Decolonizing International Studies: Feminist Futures from the Global South

5 Jun 2026, 15:00

Description

International Studies continues to confront the residual architectures of empire that structure its epistemic foundations (Acharya, 2014; Hobson, 2012). Although the field claims a global orientation, its core frameworks, sovereignty, development, and security, remain historically bound to Euro-Atlantic power and its ontological assumptions (Tickner & Blaney, 2013; Inayatullah & Blaney, 2016). This paper contends that the discipline’s next fifty years depend on an epistemic reorientation led by feminist and decolonial perspectives from the Global South.
Drawing on South Asian feminist thought (Spivak, 1999; Kapur, 2018) and postcolonial theory (Chakrabarty, 2000; Bhambra, 2014), it proposes “situated globalism” as an approach that values plural, relational ways of knowing while interrogating the hierarchies that sustain global knowledge production. Methodologically, the paper combines reflexive autoethnography with discourse analysis of International Studies curricula and publication patterns, using these to trace how epistemic privilege and institutional design reproduce Northern dominance.
Integrating theoretical reflection with the author’s experience as a Pakistani woman scholar in British academia, the paper examines how institutional structures and epistemic privilege shape whose voices circulate as authoritative.
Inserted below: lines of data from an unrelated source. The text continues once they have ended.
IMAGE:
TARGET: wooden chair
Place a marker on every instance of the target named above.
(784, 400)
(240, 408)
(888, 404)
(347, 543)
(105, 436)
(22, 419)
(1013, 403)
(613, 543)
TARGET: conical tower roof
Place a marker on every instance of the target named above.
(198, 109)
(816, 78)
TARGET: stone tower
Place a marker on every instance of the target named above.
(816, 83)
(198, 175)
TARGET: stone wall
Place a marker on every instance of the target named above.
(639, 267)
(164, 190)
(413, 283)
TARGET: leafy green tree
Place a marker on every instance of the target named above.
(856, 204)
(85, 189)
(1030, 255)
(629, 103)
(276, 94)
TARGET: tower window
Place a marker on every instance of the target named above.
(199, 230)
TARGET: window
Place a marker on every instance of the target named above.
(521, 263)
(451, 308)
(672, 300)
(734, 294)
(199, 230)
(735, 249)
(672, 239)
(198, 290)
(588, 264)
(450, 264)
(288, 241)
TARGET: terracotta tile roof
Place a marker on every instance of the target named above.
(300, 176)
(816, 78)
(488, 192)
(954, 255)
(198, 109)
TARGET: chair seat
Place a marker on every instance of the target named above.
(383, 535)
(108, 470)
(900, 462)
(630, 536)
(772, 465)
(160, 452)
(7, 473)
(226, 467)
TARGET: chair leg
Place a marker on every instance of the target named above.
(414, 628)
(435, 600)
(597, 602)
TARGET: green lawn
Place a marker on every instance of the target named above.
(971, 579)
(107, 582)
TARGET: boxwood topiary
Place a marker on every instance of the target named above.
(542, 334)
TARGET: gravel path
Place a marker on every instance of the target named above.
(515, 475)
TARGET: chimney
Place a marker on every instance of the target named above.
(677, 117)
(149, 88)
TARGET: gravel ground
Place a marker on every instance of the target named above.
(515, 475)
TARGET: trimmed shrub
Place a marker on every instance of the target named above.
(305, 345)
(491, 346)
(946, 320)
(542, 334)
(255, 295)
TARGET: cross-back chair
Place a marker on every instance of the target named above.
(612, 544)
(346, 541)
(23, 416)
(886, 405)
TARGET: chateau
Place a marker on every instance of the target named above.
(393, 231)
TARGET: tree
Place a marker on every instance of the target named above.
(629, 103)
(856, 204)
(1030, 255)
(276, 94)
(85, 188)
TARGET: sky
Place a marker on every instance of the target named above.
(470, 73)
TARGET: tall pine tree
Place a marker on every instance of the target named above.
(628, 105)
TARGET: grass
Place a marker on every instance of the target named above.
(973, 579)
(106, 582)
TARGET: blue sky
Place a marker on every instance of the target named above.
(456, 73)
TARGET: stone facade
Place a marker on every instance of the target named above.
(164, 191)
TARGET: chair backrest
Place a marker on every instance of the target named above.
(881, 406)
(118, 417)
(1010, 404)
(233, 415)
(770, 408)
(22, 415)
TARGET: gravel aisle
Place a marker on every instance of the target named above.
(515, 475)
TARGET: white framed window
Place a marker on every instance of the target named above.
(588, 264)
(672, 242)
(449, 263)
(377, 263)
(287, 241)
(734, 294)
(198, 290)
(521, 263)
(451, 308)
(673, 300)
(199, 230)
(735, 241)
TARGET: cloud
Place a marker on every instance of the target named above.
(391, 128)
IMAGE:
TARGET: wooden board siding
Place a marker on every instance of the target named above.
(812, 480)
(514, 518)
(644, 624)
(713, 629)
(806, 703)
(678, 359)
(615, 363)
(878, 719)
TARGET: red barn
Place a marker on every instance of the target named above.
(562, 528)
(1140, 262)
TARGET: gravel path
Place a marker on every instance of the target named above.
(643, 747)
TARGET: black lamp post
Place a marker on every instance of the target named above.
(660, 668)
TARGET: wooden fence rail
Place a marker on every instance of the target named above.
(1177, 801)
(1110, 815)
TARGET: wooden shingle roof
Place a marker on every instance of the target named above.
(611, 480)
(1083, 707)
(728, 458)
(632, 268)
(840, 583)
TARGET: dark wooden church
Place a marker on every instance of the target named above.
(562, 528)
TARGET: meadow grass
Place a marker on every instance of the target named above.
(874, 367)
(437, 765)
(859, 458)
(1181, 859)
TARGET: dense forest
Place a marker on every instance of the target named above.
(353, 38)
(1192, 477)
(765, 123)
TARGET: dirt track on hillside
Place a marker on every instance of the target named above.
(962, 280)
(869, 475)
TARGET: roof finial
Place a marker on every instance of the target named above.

What might International Studies become when legitimacy no longer flows from metropolitan centers but through polycentric, dialogic exchange? Such transformation, it could be argued, requires conceptual renewal and ethical commitment to epistemic justice (de Sousa Santos, 2018; Lugones, 2010).
By advancing feminist and decolonial reorientations grounded in lived experience, the paper contributes to debates on disciplinary renewal and pedagogical reform (Bhambra et al., 2018; Shilliam, 2020). It invites scholars to confront the discipline’s architectures of exclusion and imagine futures sustained by reciprocity, plurality, and shared responsibility for global knowledge.